AP News Guide: Big Trump, Clinton wins, no shocks
Sanders won Colorado, Minnesota, Oklahoma and home-state Vermont, maintaining a credible challenge to Clinton in the Democratic race but failing to broaden his appeal with minority voters who are crucial to the party in presidential elections.
Trump took Alabama, Tennessee, Massachusetts, Georgia, Virginia, Arkansas and Vermont, showing geographic breadth in 2016's first truly national contest and cementing a Republican front-runner status he's held for months, first in polls, now in results.
Including superdelegates, Democratic insiders who can choose any candidate, Clinton now has at least 1,005 delegates in the overall AP delegate count, with at least 373 for Sanders.
Trump and his rebel yell against the status quo attracted nearly two-thirds of voters looking to install an outsider in the White House.
For all the endorsements, money and attention rallied behind Rubio as the GOP's only hope to stop Trump, he had yet to win a state before Tuesday and he remains short on time to stage a turnaround.

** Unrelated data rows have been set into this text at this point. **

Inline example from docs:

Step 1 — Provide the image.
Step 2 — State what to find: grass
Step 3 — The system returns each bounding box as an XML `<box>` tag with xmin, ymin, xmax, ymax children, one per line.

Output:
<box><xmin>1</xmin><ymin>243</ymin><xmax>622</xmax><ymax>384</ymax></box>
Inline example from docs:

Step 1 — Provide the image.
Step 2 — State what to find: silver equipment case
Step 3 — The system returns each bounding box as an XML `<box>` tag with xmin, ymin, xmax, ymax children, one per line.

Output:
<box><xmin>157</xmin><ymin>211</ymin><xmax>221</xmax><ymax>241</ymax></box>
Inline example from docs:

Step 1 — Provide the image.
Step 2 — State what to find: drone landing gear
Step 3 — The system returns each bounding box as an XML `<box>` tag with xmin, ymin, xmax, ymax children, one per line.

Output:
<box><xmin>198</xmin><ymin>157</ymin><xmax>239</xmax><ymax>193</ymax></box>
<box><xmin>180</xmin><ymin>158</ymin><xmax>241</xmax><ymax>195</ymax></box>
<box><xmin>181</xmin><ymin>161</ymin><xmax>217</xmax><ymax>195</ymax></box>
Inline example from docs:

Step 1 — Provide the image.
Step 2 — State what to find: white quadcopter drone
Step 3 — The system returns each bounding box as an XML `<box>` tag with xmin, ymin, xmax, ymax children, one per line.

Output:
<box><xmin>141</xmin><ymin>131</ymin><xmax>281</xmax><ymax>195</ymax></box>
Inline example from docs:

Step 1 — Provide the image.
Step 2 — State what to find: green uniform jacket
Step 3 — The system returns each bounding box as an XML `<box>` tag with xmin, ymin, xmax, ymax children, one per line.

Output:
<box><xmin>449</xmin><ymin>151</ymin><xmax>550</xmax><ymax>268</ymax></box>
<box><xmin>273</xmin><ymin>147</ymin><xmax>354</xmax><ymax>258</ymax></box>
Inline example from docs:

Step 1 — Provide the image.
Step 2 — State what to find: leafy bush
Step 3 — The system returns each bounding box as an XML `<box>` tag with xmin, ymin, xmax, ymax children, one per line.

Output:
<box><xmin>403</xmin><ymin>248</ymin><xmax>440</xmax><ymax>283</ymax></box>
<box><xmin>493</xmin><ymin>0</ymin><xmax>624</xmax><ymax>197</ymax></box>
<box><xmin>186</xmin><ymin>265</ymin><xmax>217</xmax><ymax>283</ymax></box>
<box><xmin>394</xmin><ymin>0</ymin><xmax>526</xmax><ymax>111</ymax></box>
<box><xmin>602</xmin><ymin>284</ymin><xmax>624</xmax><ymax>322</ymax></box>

In six states (Texas, Virginia, Georgia, Tennessee, Alabama and Arkansas), large majorities of Republican primary voters expressed support for temporarily banning all non-citizen Muslims from entering the U.S., a Trump proposal, according to early results of exit polls.
Immigration policy, the swollen U.S. debt, the uneven spread of wealth and hard questions about how to approach the Islamic State, terrorism and civil liberties are all in play for voters.
The biggest Super Tuesday state overall was Texas, where Cruz prevailed with his home-state advantage, prime endorsements from the governor down the political chain and a veritable army of some 27,000 volunteers.